As companies face pressure to "do something," the fallout often means demotions, firings or other personnel actions, said O'Pry. That approach is part of a wider tendency by corporate officials to deal with data security issues on a reactive basis, he added.
"This knee-jerk, after-the-fact mentality is pervasive with many aspects of security," O'Pry said.
"Somebody has to take 'the chop' for [breaches]," said Lloyd Hession, chief security officer at BT Radianz, a New York-based company that offers telecommunications services to the financial industry. "The real question, though, is whether it's the right guys' heads that are rolling."
Forging closer ties with IT audit teams is a key to survival in the new environment, Hession advised. "If you think you have an issue, go to audit and tell them about it," he said. If the audit group concurs that a security problem exists, it should be easier to get the resources needed to fix it, Hession added. And if the auditors agree that there's an issue "and nobody does anything about it, you probably don't need to be falling on your sword" if a data breach does occur, he said.

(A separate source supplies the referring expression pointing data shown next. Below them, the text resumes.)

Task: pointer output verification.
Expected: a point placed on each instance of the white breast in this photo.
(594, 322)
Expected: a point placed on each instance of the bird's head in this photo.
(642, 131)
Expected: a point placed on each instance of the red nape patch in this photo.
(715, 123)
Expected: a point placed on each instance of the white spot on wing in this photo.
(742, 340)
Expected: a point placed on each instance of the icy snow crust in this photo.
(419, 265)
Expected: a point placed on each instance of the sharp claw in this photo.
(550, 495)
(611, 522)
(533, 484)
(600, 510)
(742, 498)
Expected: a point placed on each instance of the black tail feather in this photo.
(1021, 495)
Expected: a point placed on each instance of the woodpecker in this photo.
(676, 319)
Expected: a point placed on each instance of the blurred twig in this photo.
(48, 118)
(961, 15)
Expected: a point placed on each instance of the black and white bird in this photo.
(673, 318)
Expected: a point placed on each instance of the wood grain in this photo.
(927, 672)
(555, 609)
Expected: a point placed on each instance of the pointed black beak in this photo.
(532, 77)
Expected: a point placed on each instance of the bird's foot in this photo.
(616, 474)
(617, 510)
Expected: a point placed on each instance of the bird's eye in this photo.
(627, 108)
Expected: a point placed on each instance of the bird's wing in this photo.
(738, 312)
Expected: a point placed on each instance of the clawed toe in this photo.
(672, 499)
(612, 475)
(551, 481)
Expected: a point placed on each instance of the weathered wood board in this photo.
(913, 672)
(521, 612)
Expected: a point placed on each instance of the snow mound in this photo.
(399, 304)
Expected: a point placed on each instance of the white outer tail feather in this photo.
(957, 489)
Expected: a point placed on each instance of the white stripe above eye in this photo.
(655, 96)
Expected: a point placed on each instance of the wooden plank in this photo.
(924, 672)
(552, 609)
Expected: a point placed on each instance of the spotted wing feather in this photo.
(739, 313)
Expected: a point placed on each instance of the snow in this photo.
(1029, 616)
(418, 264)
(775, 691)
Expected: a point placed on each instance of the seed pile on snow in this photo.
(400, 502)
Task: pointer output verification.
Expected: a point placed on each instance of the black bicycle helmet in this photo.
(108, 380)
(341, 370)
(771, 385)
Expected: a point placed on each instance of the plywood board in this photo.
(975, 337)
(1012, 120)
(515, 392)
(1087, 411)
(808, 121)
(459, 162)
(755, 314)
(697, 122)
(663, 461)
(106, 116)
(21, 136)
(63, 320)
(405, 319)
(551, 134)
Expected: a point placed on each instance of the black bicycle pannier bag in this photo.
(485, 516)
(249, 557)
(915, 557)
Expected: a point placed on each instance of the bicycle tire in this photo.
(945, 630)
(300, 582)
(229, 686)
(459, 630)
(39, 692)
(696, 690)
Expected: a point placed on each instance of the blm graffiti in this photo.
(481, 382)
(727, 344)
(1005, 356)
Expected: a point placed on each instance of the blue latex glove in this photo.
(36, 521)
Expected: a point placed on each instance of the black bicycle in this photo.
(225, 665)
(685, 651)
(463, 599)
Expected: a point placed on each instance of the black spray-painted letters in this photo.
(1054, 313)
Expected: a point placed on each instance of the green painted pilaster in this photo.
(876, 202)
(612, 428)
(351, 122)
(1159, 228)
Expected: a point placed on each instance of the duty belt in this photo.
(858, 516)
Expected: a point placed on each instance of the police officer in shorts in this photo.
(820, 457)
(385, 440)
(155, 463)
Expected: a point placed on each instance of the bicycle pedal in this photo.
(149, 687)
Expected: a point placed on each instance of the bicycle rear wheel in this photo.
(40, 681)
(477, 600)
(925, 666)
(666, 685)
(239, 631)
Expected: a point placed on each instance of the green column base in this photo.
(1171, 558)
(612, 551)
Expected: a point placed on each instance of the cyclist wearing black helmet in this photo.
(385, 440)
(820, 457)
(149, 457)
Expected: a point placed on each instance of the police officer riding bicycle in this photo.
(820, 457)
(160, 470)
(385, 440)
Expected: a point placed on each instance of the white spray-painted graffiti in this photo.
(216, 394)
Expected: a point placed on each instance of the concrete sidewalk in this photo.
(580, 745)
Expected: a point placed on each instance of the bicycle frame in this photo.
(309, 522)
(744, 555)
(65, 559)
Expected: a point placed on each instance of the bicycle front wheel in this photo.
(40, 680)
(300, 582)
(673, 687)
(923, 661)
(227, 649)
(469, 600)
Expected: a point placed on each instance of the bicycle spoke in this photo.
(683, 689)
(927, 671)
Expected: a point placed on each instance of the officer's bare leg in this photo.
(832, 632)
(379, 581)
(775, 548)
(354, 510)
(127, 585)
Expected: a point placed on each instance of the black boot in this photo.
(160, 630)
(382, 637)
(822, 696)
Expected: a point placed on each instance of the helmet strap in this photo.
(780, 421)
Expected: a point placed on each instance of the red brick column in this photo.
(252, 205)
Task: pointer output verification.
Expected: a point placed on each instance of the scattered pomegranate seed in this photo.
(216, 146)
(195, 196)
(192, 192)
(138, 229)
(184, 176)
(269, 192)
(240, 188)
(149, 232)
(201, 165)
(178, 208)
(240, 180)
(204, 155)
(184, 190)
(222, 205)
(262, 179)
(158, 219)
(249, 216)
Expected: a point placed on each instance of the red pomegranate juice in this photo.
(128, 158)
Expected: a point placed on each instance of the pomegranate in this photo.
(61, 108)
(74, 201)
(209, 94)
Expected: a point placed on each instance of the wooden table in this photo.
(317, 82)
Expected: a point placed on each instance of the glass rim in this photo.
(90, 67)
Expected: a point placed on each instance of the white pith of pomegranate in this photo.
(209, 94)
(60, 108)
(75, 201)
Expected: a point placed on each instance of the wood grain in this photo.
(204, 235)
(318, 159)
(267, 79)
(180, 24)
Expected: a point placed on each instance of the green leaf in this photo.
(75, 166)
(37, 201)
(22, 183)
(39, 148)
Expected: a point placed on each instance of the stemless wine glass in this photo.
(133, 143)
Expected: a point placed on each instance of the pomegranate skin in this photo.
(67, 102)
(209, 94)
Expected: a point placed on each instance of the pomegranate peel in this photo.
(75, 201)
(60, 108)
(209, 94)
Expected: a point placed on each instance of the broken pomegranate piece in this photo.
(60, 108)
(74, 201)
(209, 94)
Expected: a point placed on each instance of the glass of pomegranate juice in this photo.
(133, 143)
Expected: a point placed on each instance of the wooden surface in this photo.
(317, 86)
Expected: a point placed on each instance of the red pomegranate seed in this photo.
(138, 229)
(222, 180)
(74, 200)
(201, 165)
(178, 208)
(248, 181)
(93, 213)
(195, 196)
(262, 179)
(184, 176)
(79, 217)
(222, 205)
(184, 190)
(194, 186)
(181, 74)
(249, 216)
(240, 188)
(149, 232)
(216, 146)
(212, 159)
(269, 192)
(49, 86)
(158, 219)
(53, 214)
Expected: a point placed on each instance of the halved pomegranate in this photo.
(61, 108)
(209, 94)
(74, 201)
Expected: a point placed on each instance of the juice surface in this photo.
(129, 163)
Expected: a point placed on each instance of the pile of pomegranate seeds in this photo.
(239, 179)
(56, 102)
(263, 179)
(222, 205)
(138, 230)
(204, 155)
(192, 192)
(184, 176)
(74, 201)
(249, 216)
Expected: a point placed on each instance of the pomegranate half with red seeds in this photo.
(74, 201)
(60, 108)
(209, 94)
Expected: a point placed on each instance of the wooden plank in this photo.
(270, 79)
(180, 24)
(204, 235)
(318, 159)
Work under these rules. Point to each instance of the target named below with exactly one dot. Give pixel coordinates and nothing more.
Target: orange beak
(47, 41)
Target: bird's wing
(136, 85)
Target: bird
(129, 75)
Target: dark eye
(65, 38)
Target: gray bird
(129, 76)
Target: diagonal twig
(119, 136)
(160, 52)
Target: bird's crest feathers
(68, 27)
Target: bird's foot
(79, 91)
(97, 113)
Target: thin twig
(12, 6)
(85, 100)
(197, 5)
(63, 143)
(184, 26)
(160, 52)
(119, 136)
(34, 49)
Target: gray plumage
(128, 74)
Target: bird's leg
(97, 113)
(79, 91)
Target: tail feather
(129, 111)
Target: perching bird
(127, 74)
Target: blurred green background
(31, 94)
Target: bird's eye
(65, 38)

Companywide outreach and communication also are key, according to Scott. Managers who are responsible for IT security "need to do a better job of articulating a business case [that] suggests that ignoring data security and shuffling it to the bottom of the priority list is a recipe for disaster," he said.
In addition to the incidents at AOL and Ohio University, the massive security breach disclosed by the U.S. Department of Veterans Affairs in May resulted in a wide-ranging shake-up that included the resignation of the agency's chief information security officer. But the CISO's departure is thought to have been driven by his frustration over organizational issues within the VA, which traditionally has split most IT and security responsibilities among its three main operating divisions.